KY Hunter Kills Bear In Self-Defense

WYMT, Bear Hunting Magazine

A deer hunter in Kentucky fatally shot a black bear with his muzzleloader after the animal came too close to his hunting blind last weekend.

Kentucky Fish and Wildlife Conservation Officer Shane Amburgey determined the hunter, Bobby Koger, acted in self-defense due to the proximity of the bear. "He said the bear came right to his blind and almost stuck his head inside when he shot it," Amburgey said. "We found blood from the bear within a foot of the blind."

Another hunter at the scene, James Forester, shot the bear a second time, in an attempt to protect his friend. Investigators found the dead 250-pound male black bear approximately 700 yards away. The incident occurred on Black Mountain, located near Gap Branch in northeastern Harlan County.

Wildlife Biologist Steven Dobey, black bear program coordinator for the Kentucky Department of Fish and Wildlife Resources, said bears rarely approach people in such a direct manner unless they smell food. Amburgey said Koger did not have food inside the blind with him.
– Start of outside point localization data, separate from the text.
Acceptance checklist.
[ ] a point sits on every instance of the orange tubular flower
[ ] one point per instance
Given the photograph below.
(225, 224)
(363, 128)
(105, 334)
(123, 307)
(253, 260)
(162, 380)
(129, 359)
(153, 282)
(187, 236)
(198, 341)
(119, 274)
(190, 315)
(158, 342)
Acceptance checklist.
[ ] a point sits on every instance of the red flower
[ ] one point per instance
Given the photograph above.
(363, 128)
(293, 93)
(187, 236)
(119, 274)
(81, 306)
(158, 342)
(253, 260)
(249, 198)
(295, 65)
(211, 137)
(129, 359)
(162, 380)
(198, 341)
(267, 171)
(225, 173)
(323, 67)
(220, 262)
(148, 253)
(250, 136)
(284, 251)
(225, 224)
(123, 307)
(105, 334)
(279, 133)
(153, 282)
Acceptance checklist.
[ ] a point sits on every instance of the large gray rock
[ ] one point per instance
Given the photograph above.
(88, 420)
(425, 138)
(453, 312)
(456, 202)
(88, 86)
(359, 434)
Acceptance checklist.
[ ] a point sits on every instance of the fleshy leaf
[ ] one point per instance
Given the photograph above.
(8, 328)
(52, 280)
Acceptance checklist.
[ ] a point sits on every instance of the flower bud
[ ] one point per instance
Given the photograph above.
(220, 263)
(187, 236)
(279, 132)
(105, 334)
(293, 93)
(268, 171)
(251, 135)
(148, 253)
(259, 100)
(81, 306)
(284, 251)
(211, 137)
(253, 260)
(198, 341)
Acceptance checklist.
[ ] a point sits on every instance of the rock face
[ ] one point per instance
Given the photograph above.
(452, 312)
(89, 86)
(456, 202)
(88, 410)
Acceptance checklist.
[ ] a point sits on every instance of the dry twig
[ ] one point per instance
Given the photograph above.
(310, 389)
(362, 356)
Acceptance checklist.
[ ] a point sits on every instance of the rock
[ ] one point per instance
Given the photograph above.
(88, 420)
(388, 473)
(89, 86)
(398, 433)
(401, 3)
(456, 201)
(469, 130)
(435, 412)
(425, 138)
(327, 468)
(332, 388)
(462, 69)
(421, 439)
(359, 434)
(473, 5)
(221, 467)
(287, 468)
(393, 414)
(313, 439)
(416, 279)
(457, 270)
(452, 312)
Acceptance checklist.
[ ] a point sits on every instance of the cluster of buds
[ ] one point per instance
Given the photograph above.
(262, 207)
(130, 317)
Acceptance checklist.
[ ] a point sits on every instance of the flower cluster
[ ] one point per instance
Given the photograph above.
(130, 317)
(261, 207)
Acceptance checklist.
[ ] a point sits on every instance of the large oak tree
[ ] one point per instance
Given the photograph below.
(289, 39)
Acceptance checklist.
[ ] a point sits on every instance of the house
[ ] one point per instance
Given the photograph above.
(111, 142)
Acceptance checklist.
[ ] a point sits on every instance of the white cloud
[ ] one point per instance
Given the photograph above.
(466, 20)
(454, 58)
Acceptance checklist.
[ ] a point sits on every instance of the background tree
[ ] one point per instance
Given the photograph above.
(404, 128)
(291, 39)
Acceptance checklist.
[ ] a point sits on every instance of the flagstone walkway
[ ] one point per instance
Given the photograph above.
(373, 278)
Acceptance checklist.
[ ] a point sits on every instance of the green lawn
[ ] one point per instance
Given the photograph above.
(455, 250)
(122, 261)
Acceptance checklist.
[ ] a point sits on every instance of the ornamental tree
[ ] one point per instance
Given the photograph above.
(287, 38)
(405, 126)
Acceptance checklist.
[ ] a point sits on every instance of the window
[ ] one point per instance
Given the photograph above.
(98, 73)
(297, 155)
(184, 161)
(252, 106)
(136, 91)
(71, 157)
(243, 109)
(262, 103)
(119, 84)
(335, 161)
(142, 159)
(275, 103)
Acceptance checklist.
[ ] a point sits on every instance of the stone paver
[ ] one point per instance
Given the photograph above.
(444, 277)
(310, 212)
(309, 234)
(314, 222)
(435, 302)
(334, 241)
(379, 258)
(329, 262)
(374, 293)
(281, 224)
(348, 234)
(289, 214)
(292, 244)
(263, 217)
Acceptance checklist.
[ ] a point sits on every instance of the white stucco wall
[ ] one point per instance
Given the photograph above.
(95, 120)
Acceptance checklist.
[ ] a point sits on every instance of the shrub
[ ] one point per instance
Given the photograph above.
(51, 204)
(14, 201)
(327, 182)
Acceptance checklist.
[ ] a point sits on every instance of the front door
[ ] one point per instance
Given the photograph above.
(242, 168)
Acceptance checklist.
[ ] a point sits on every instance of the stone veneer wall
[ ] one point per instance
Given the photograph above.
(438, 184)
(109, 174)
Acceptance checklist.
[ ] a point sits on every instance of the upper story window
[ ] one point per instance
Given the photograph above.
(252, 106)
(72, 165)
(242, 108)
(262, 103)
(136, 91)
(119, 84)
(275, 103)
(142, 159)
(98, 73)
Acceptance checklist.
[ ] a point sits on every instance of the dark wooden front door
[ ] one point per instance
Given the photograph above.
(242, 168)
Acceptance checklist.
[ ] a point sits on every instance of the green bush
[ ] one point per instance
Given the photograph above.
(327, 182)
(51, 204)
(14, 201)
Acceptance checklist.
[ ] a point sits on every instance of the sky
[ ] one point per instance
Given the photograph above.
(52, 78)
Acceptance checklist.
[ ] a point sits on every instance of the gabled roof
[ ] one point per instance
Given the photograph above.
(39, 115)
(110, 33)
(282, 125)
"It is likely this bear was investigating the blind out of pure curiosity," Dobey said. Koger told investigators that he initially saw two bears in the clearing that he was hunting. Koger said one of the bears started trotting toward him when he started yelling at Forester, who was asleep at a gas well approximately 50 yards away, according to Kogers statement.

Koger said he started yelling at the bear, but it did not stop coming. Koger told investigators he shot the bear from three feet away. Forester told Amburgey that the bear came back to its feet after the shot and tried to get inside the blind. Forester said he shot the bear and it ran away. The second bear did not approach the hunters.

"The fact that yelling did not deter the bear from approaching the blind suggests it likely did not recognize the concealed hunter as a person," Dobey said. "Given the location of the incident, however, it is also possible this bear had lost its fear of people."

Dobey noted that the bear was shot less than a mile from an open dumpster site where bears have been feeding throughout the summer. Kentucky Fish and Wildlife officials suspect people have been feeding the bears as well, causing the animals to lose their fear of humans.

"This is a perfect example of how irresponsible actions of people in one area create problems for people in another area," he said.

Amburgey said the owners of the dumpster have sent letters informing people not to dump their residential garbage into the containers.

It is illegal to feed bears in Kentucky.